People tend to forget that the only bright metal you might see worn on an AFV - stand fast track and sprocket wearing surfaces - would be sheet-metal parts like stowage bins, and weld metal. The latter seems to remain bright metal regardless. Armour plate adopts a dark brown colour as part of the heat treatment and carburisation process and, while not being strictly stainless, often contains substances like nickel and the afore-mentioned carbon that serve to inhibit rust. So wear through would be to that dark brown and not to bright shiny metal. The light metal parts would of course tend to rust.

Graphite powder and pencils are excellent for reproducing metal edges and areas that are highly-trafficked and worn. I find that metallic pigments tend to get where you don't want them to be and are often then hard to get rid of. Graphite is quite dense and falls or blows off more easily. I have a set of wooden drawing pencils in a range of hard and soft grades. I also have several grades of solid graphite pencils, where the long side of the point can be used to good effect and wider effects can be achieved by shaping the point. Carpenter's pencils with their thick soft rectangular core can be useful too. Use sand paper to shape, catch the dust and there's your free graphite powder to use on a finger, cotton bud, etc. A finger tip is my preferred tool for doing the outside of tracks

Shell and bullet strikes would contain smears of the projectile material and the local momentary melting would potentially alter the metallurgy at that point, so rusting may result.

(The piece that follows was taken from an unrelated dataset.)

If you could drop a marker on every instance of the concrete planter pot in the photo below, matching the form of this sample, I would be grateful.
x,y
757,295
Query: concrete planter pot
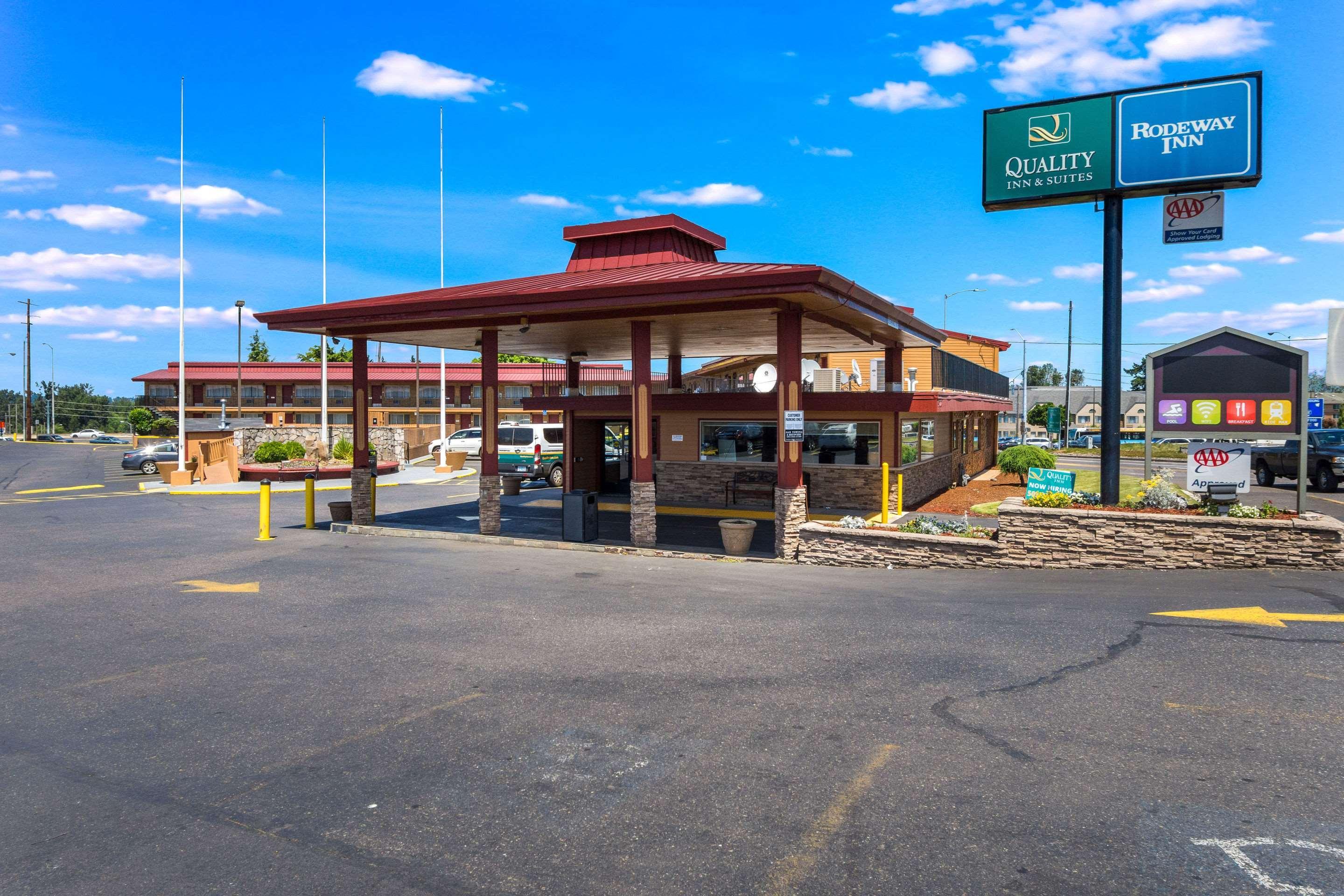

German gun barrels were finished in a dark grey heat-resistant lacquer and not always painted at the tank factory or if replaced in the field. So any wear through the panzer grey, dunkelgelb, etc top coat would initially be to that dark grey. AFAIK wear through to bare metal was unusual except for impact damage.

High manganese tracks wear to an almost golden shade with a hint of brown, and not especially bright. Outside face wear on ordinary steel tracks is best represented with graphite, not shiny paint or pigment. The running contact surfaces inside will however most usually be highly polished if the vehicle is in use. I use a metaliser paste on a flat brush or cotton swab. But watch where the wheels and teeth contact the tracks. It isn't usually full-width so you get a striped effect of polished and dirty. A Jagdtiger, for example - assuming Henschel suspension and standard tracks - will have 8 points of contact between tracks, wheels, idlers and sprockets. Some of which will overlap, but I'm sure there is an un-worn strip between the outer road wheels and the sprocket teeth, and of course no shiny wear outside the sprockets. Paper stumps or cotton buds can be used for a bit of burnishing.

Hope some of these potted observations are helpful.